Jurgen Klinsmann is on course to be the most successful German manager of all time if he maintains his present run of success. Tonight in Nuremberg in the FIFA Confederations Cup game against Argentina, Klinsmann will be hoping his team record their tenth victory in his 14th game in charge of the Nationalmannschaft. So far only the 3-1 defeat against South Korea in Busan last December spoils a record which reads: W9 D3 L1.
Of course, the German team under Klinsmann played only friendly matches before their first two matches at the FIFA Confederations Cup but his statistics from his first 13 games compares favourably with all the great German coaches.
Franz Beckenbauer had an indifferent start before he gave Germany their third FIFA World Cup title in 1990, posting a starting sequence of 6-1-6. Sepp Herberger, who reigned between 1936-64 and is recognised as the greatest German coach of all time after steering them to their first FIFA World Cup triumph in 1954, began 8-3-2 while Rudi Voller, Klinsmann's predecessor, started 8-4-1.

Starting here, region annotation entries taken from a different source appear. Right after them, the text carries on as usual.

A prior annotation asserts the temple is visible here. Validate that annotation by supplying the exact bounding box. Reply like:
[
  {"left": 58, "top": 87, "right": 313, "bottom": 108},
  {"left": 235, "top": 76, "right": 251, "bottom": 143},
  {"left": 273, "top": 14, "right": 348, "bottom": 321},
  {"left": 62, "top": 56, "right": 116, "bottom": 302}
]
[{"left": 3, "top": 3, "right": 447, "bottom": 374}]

Only Jupp Derwall (1978-84) had a better start to his time in charge of the German team with a 10-3-0 record. And in fact his 45-11-11 tally in a total of 67 games shows a higher ratio of victories per games (67 per cent) than Herberger (57 per cent), Beckenbauer (55 per cent) and Helmut Schon (1964-78 and Germany's other FIFA World Cup winning-coach 63 per cent).